第三話

 体に染みついた早起きの習慣が抜けていないせいなのか、夕刻過ぎに早々に就寝してしまったせいなのか、目覚めたのは日も出ていないような時刻だった。


 取り止めになる前の献饌の時間にもだいぶ早い時間だったが、陽雨はベッドから身を起こした。

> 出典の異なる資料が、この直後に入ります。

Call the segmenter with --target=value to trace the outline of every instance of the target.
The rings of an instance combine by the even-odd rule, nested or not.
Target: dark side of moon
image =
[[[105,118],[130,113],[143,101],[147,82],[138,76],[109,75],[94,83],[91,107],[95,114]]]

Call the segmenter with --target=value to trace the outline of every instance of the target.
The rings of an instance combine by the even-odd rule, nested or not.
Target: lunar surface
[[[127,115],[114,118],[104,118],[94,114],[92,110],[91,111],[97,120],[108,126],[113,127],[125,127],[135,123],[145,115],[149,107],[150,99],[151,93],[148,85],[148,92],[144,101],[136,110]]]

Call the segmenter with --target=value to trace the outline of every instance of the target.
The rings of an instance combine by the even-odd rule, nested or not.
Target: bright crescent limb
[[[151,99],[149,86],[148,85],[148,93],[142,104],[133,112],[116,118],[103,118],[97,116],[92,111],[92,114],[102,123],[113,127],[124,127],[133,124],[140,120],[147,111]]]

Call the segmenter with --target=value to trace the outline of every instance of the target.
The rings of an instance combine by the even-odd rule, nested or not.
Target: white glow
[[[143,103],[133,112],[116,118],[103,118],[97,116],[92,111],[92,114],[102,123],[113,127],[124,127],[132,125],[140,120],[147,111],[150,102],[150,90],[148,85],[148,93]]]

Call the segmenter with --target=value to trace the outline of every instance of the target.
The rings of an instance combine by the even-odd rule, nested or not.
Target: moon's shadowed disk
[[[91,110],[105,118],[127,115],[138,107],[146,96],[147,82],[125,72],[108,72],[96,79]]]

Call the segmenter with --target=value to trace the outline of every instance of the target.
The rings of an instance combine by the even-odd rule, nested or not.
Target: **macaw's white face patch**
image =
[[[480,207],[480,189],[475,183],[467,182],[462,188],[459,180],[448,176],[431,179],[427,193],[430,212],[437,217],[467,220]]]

 ベッドサイドに婚姻届が置かれていた。筒泉老から回収したのだろう。

『誕生日まで陽雨に預けておく。』と見覚えのある筆致で書かれた付箋付きだ。


 昨夜の記憶が脳裏を駆け巡って、にわかにそわそわと浮き足立つ。

 昨晩のことははっきりと覚えている。朔臣が散々病人扱いしてきたのも分かるくらい情緒不安定な言動だった自覚がある。

 そのいたたまれなさを補って余るほど幸せな記憶も次々に溢れてきて、夢ではなかったのだと何度も何度も脳内で反芻する。


 今日は暦の上では日曜日だが、朔臣は日曜日も本家に通ってくる。

 昨日の今日でいったいどういう顔をすればいいのだろうか。

 否、どういうも何も、これまで通り、普段通りにしなければならない。

 昨晩の朔臣が特別仕様だっただけで、今からやって来る通常仕様の朔臣は陽雨に甘くも優しくもない、陽雨に義務的に付き従うだけの冷たい婚約者だ。

 陽雨もそれを淡々と受け入れてみせなければならない。


 ……本当にそんなことができるだろうかと、悩ましげにため息をつきながら、陽雨は身支度を整えて自室を出た。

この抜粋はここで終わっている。